Secondo il documento del Civ dell’Inps nel 2024 le domande presentate tramite Patronati rappresentavano l’85,3% del totale e nel 2025 sono l’80%. La flessione viene collegata ai cambiamenti introdotti dal d.lgs. n. 62/2024 nelle province sperimentali, dove i Patronati sono stati estromessi dalla fase iniziale della richiesta di accertamento sanitario, ma sono comunque riconosciuti dall’INPS per il ruolo nell’espletamento dell’attività amministrativa necessaria per l’erogazione delle prestazioni (88.35% dei dati socioeconomici sono trasmessi tramite un patronato – dato Inps marzo 2026).
«La riduzione del ruolo dei Patronati – spiega Cigna – può quindi avere prodotto un effetto di freno proprio sulle domande previdenziali di invalidità e inabilità, perché queste prestazioni richiedono una valutazione più complessa rispetto alla sola domanda di invalidità civile».
Le prestazioni previdenziali liquidate: l’effetto delle nuove procedure
Nel 2024 le prestazioni previdenziali di invalidità/inabilità vigenti sono state 841.275, in riduzione rispetto alle 863.241 del 2023. Il dato comprende Fondo pensioni lavoratori dipendenti, dipendenti pubblici, lavoratori autonomi, parasubordinati e altre gestioni.

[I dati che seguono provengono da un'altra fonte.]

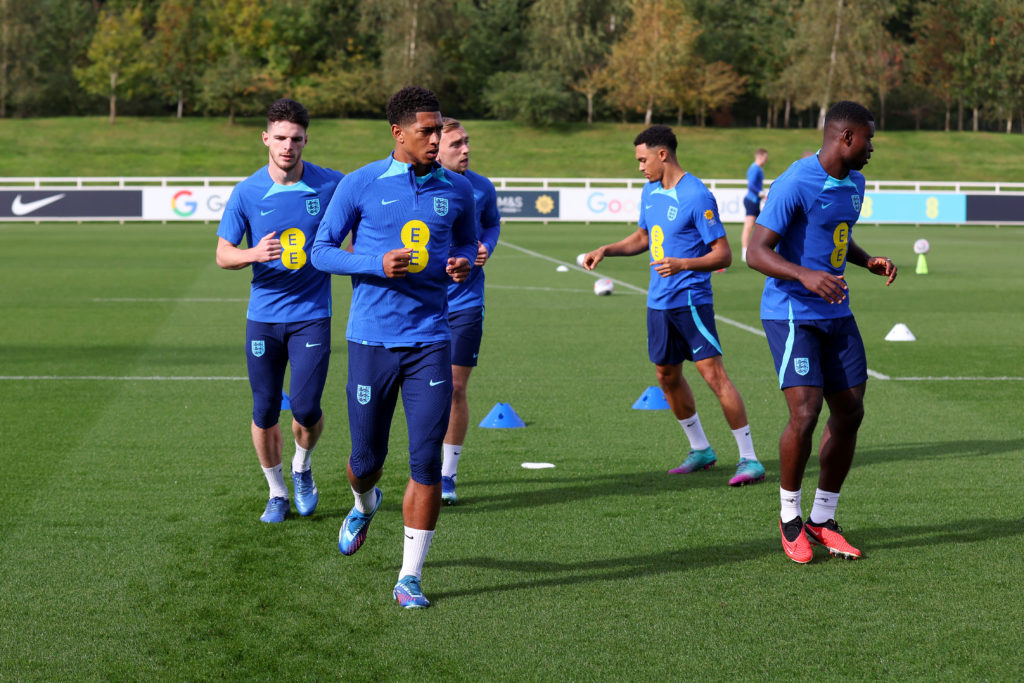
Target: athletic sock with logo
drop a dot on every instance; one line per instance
(415, 551)
(300, 462)
(791, 504)
(824, 507)
(275, 479)
(450, 464)
(694, 432)
(744, 442)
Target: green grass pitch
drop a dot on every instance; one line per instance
(130, 546)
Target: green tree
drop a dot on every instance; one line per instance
(117, 59)
(648, 66)
(178, 49)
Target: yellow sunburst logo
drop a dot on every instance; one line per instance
(544, 205)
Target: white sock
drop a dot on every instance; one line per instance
(365, 502)
(417, 545)
(791, 504)
(275, 478)
(824, 506)
(300, 462)
(745, 443)
(451, 462)
(694, 432)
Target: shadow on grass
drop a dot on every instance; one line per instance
(623, 568)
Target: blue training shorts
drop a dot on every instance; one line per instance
(682, 334)
(269, 347)
(826, 353)
(375, 376)
(467, 331)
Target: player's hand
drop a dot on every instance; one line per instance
(668, 265)
(396, 262)
(267, 249)
(881, 265)
(481, 255)
(828, 287)
(458, 268)
(591, 259)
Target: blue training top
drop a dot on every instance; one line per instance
(289, 290)
(469, 294)
(814, 213)
(681, 222)
(755, 182)
(386, 207)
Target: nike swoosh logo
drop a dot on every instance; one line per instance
(19, 209)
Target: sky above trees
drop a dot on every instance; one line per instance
(927, 63)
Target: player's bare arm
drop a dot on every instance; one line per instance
(720, 256)
(458, 268)
(880, 265)
(761, 256)
(230, 257)
(395, 262)
(631, 246)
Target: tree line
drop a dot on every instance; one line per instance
(918, 63)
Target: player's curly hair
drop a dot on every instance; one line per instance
(404, 104)
(849, 112)
(657, 136)
(288, 110)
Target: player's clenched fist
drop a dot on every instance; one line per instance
(267, 249)
(396, 262)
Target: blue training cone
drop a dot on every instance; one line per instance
(502, 417)
(651, 399)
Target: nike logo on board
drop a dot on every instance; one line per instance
(22, 209)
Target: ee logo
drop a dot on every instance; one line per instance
(416, 236)
(293, 256)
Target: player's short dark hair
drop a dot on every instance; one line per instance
(849, 112)
(288, 110)
(404, 104)
(657, 136)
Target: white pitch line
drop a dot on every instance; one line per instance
(760, 333)
(168, 300)
(116, 378)
(956, 379)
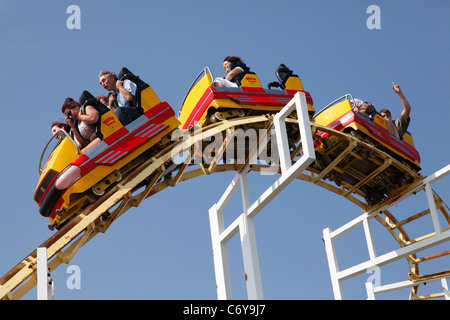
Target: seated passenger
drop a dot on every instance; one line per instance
(398, 127)
(56, 126)
(83, 122)
(363, 108)
(235, 69)
(121, 99)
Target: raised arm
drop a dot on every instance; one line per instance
(406, 106)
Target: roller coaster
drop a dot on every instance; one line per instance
(277, 131)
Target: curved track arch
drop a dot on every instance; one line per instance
(158, 173)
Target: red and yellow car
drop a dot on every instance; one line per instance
(205, 103)
(362, 163)
(71, 180)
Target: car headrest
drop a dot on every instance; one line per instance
(86, 98)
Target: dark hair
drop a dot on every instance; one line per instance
(61, 125)
(232, 59)
(69, 103)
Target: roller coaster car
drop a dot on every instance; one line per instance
(355, 167)
(205, 104)
(71, 180)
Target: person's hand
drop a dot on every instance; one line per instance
(396, 88)
(70, 122)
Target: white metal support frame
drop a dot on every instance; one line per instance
(440, 236)
(244, 223)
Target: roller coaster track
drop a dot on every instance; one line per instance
(152, 177)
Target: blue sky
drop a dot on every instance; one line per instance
(162, 250)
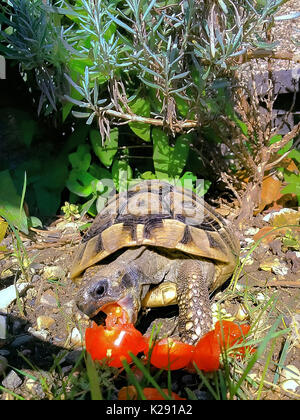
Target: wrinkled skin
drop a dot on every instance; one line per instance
(126, 281)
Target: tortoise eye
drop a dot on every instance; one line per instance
(99, 289)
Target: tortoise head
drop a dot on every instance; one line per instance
(112, 283)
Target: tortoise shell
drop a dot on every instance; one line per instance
(156, 213)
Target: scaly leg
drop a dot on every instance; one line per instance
(195, 318)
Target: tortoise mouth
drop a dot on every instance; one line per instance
(127, 303)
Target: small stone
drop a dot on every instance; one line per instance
(41, 334)
(35, 278)
(49, 298)
(280, 270)
(8, 295)
(44, 322)
(35, 387)
(54, 271)
(251, 231)
(12, 381)
(269, 263)
(241, 314)
(3, 365)
(260, 297)
(270, 216)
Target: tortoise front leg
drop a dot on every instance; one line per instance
(195, 317)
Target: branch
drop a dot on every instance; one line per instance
(179, 125)
(262, 53)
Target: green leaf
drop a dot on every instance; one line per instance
(179, 155)
(169, 162)
(81, 159)
(106, 152)
(10, 203)
(275, 139)
(161, 153)
(28, 128)
(285, 148)
(80, 182)
(141, 107)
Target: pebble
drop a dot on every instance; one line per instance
(261, 297)
(251, 231)
(270, 216)
(35, 387)
(54, 271)
(12, 381)
(76, 337)
(3, 365)
(35, 278)
(49, 298)
(9, 294)
(44, 322)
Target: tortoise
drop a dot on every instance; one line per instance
(156, 245)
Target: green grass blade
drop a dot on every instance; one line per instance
(148, 376)
(257, 355)
(95, 389)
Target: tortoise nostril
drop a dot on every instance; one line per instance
(99, 289)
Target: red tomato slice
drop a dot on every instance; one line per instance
(207, 353)
(113, 343)
(171, 354)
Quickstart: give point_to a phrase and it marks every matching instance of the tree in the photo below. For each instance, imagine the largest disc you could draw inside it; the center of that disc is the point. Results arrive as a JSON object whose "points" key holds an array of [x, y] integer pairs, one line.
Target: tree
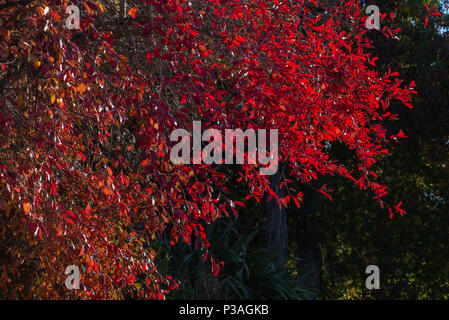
{"points": [[86, 117]]}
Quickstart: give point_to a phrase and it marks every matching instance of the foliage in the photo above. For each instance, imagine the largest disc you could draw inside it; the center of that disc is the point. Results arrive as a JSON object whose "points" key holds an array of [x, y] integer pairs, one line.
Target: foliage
{"points": [[85, 120]]}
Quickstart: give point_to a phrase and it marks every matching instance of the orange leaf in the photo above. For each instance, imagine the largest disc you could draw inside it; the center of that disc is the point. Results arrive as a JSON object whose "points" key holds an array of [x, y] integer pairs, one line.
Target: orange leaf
{"points": [[133, 12], [27, 207]]}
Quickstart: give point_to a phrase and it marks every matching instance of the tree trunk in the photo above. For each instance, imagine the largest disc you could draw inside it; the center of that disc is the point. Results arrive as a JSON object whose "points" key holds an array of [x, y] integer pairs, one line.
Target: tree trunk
{"points": [[309, 250], [276, 233]]}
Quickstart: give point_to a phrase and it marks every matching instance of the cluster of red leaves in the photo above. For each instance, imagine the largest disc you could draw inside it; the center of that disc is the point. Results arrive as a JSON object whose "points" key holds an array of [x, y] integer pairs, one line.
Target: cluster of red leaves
{"points": [[86, 116]]}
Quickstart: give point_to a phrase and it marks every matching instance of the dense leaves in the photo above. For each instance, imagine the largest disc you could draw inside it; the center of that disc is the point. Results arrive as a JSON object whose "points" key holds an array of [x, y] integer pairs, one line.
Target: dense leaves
{"points": [[86, 117]]}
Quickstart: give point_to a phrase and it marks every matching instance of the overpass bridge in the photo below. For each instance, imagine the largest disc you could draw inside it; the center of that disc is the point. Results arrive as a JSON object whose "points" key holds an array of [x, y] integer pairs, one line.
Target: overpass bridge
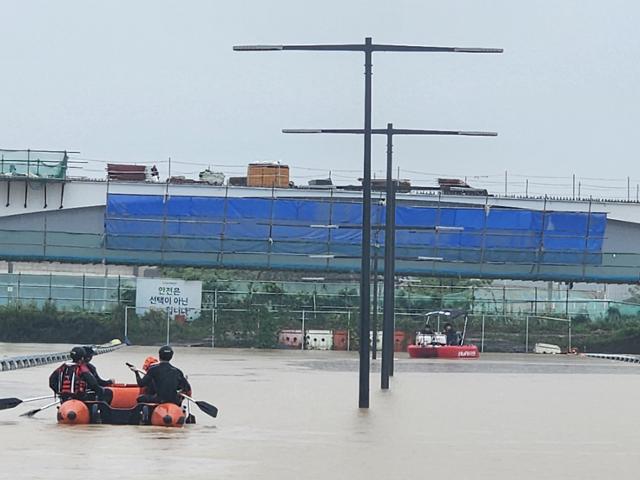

Il totale delle pensioni IVS di invalidità/inabilità liquidate passa da 65.360 nel 2023 a 73.042 nel 2024. Il documento segnala quindi che, a livello generale, le liquidazioni previdenziali di questi trattamenti pensionistici aumentano nel biennio considerato anche in virtù del fatto che negli ultimi anni il requisito per accedere ad un trattamento pensionistico anticipato è stato progressivamente elevato.
Nelle nove province interessate dalla prima fase di sperimentazione, tra il 2024 e il 2025, emerge un forte calo: le domande accolte passano da 7.786 a 6.846, con una diminuzione del 12,1%; le respinte scendono da 11.255 a 9.444 (-16,1%); le pratiche definite passano da 20.867 a 18.185 (-12,9%); mentre le domande pervenute diminuiscono da 20.578 a 17.881, con una flessione del 13,1%,
Nelle province non coinvolte nella sperimentazione, invece, le variazioni risultano decisamente più contenute: le accolte diminuiscono del 2,8%, le respinte del 5,5% e le definite dell’1,9%, mentre le domande pervenute registrano un incremento dell’1%. Anche il dato nazionale conferma questa tendenza, mostrando riduzioni molto inferiori rispetto a quelle registrate nelle province sperimentali: le accolte diminuiscono del 3,8%, le respinte del 6,6%, le definite del 3% e le pervenute dello 0,5%.